Rechtsprechung / Europäischer Gerichtshof
Europäischer Gerichtshof Schlussanträge des Generalanwalts vom 16.02.1993 – C-174/91
Generalanwalt Claus Gulmann · ECLI:EU:C:1993:57
Schlußanträge des Generalanwalts
Claus Gulmann
vom 16. Februar 1993
Herr Präsident,
meine Herren Richter!
1. In der vorliegenden Rechtssache beantragt die Kommission, festzustellen, daß das Königreich Belgien dadurch gegen seine Verpflichtungen aus Artikel 171 EWG-Vertrag verstoßen hat, daß es nicht die erforderlichen Maßnahmen erlassen hat, um dem Urteil des Gerichtshofes vom 17. Juni 1987 in der Rechtssache 1/86 (Kommission/Belgien) nachzukommen. In diesem Urteil hat der Gerichtshof festgestellt, daß Belgien nicht innerhalb der festgesetzten Frist der Richtlinie 80/68/EWG des Rates vom 17. Dezember 1979 über den Schutz des Grundwassers gegen Verschmutzung durch bestimmte gefährliche Stoffe nachgekommen war.

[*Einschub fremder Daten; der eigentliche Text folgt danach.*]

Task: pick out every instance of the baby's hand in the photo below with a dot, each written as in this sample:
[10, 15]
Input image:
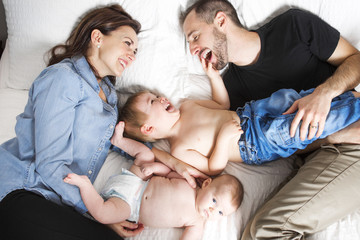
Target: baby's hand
[77, 180]
[118, 134]
[210, 71]
[231, 129]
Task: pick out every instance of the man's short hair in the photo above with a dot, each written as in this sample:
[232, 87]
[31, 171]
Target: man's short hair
[206, 10]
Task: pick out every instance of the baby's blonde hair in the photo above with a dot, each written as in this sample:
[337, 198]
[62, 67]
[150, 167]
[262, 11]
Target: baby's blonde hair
[134, 118]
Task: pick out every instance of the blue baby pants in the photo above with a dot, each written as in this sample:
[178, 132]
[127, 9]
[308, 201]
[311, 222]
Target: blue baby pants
[267, 132]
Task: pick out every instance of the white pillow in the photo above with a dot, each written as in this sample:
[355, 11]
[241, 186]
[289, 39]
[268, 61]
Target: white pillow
[37, 25]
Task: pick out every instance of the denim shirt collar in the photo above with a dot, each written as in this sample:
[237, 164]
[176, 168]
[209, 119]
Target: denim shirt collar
[83, 68]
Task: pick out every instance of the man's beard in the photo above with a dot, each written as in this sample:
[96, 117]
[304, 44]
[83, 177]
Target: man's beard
[220, 49]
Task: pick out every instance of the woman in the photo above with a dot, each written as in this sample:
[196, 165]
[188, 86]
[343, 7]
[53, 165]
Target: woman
[66, 127]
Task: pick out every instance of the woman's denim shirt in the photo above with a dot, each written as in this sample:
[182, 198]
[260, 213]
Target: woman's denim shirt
[64, 128]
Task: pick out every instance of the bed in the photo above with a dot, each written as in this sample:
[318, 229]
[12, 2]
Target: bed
[165, 65]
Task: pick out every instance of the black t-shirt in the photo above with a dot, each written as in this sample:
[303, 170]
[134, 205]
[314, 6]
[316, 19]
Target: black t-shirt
[294, 48]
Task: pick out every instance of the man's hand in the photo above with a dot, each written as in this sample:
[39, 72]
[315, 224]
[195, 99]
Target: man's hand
[127, 229]
[312, 111]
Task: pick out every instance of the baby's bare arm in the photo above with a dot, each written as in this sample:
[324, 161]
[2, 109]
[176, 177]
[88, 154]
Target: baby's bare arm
[185, 170]
[136, 149]
[219, 157]
[114, 210]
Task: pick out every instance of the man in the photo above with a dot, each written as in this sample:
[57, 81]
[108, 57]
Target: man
[295, 50]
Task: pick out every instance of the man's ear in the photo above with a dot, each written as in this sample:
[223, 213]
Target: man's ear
[146, 129]
[96, 37]
[220, 19]
[206, 183]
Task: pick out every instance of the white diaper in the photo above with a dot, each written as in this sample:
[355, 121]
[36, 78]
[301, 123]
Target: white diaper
[129, 188]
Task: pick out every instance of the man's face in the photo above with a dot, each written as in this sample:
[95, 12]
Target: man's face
[206, 41]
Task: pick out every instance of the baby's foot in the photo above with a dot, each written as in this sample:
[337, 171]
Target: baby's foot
[118, 134]
[146, 169]
[77, 180]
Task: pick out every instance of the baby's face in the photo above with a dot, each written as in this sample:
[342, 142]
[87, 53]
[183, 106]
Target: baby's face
[160, 111]
[213, 203]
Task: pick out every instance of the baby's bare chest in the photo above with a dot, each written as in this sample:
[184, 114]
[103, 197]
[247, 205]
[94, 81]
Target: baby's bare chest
[200, 129]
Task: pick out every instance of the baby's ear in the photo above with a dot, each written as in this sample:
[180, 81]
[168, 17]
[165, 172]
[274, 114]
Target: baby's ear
[206, 183]
[146, 129]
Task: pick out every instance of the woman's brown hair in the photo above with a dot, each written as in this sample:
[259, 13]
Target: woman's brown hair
[105, 19]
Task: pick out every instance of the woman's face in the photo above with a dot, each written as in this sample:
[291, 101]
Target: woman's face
[115, 52]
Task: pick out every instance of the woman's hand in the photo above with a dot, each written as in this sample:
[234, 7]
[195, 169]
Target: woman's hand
[186, 171]
[127, 229]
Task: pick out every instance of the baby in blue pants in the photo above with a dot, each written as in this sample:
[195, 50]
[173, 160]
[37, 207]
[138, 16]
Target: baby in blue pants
[204, 134]
[266, 131]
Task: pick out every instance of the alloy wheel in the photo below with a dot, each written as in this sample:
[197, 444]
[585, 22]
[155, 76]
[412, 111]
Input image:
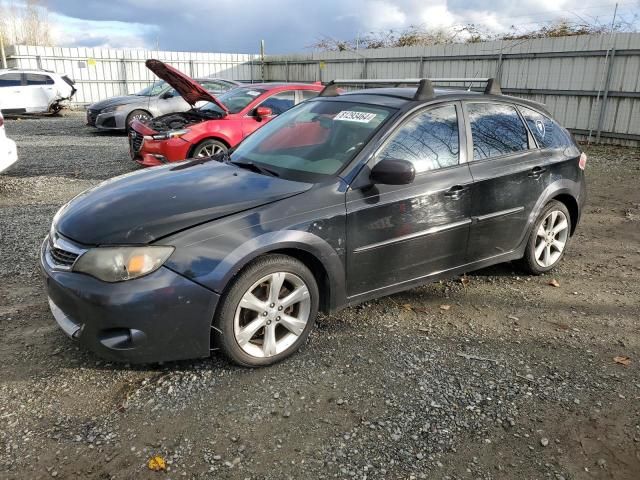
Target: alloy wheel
[141, 117]
[551, 238]
[272, 314]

2. Zur Begründung ihrer Anträge hat die Kommission in ihrer Klageschrift mehrere Rügen geltend gemacht. Belgien hat nur eine der Rügen bestritten. Diese Rüge hat die Kommission in der Folge zurückgenommen.
3. Hinsichtlich der übrigen Rügen der Kommission hat Belgien in seiner Klagebeantwortung erklärt, daß die zur ordnungsgemäßen Durchführung der Richtlinie 80/68 erforderlichen Bestimmungen entweder bereits verabschiedet oder als Entwurf vorgelegt worden seien. In seiner Gegenerwiderung hat Belgien mitgeteilt, daß bestimmte dieser Entwürfe in der Folge verabschiedet worden seien. Vor diesem Hintergrund hat die Kommission im Zusammenhang mit ihrer Antwort auf eine Frage des Gerichtshofes mehrere der geltend gemachten Rügen zurückgenommen.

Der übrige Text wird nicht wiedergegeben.